Four Austin Women Bringing Designs To Life
Architecture and construction have been predominantly men’s worlds, but that’s quickly changing. The following four women are just a few examples of the talented architects, builders and landscape designers that are operating at the top of their fields in our fair city — and they’re all helping to pave the way for other women to follow in their footsteps.
Founder of Workshop No. 5
Bhavani Singal has been an architect for almost 20 years, but she didn’t originally set out on that career path. Singal’s family is made up of doctors and computer scientists — no one was an artist or a designer. When she was a student at the University of Houston, she took a handful of classes after remembering how much she loved watching her dad steer the construction of their family home and was hooked.

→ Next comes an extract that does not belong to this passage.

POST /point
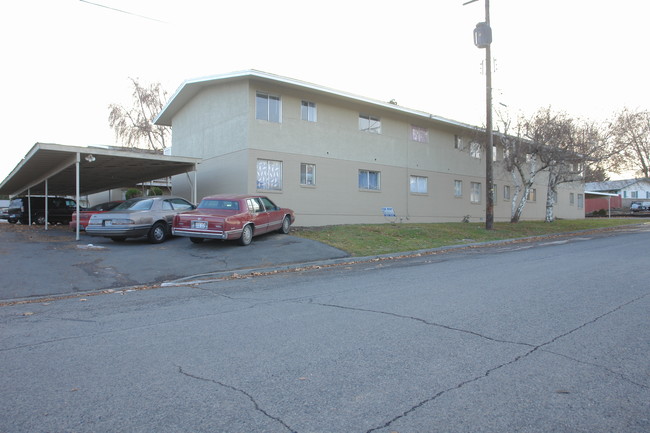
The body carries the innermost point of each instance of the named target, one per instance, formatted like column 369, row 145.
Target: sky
column 65, row 61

“I fell in love with the craft of creating spaces that bring people together,” Singal explains. “In Indian culture, we have big families and big gathering spaces, and all of that resonated with me. When I saw my dad plan out the house, there must have been some subconscious level. I loved seeing all of that happen in front of me, to see our house, our family home, come to life — but I didn’t realize it until I started practicing architecture.”

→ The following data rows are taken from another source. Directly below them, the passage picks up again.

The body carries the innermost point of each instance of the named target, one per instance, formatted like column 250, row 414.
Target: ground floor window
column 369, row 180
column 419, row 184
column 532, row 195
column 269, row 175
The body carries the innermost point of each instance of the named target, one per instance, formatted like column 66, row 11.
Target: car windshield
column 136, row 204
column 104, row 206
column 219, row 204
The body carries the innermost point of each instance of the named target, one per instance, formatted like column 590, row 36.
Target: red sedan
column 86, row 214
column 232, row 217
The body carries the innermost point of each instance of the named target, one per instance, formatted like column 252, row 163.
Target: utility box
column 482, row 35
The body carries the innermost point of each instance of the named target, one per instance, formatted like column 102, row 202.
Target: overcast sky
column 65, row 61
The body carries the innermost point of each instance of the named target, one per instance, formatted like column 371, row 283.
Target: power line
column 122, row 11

Singal is affiliated with AIA Austin, NCARB, Rice Design Alliance and USGBC, was awarded the 2009 AIA Austin Design Award, and has been published in “Texas Architect” in 2009 and 2013 for her work on the Ella Wooten Neighborhood Park, Met Retail and Rackspace.
After the birth of her son in 2014, Singal realized she wanted to have more balance in her life, and that meant starting her own firm.
“I don’t drive my office like the environments I used to work in,” she says. “I wanted to create a firm where everyone felt like they had a balanced life and could have a family while still pursuing their passions and designing beautiful environments.”
Singal likes to bring in her Indian heritage to her contemporary modern designs, and the majority of her projects are residential and small-scale commercial projects. She’s most passionate about creating small-scale commercial projects that have heart and soul, like her recent project Karisha Community Center for Wellness, which was built with an all-inclusive intention for its East Austin environment.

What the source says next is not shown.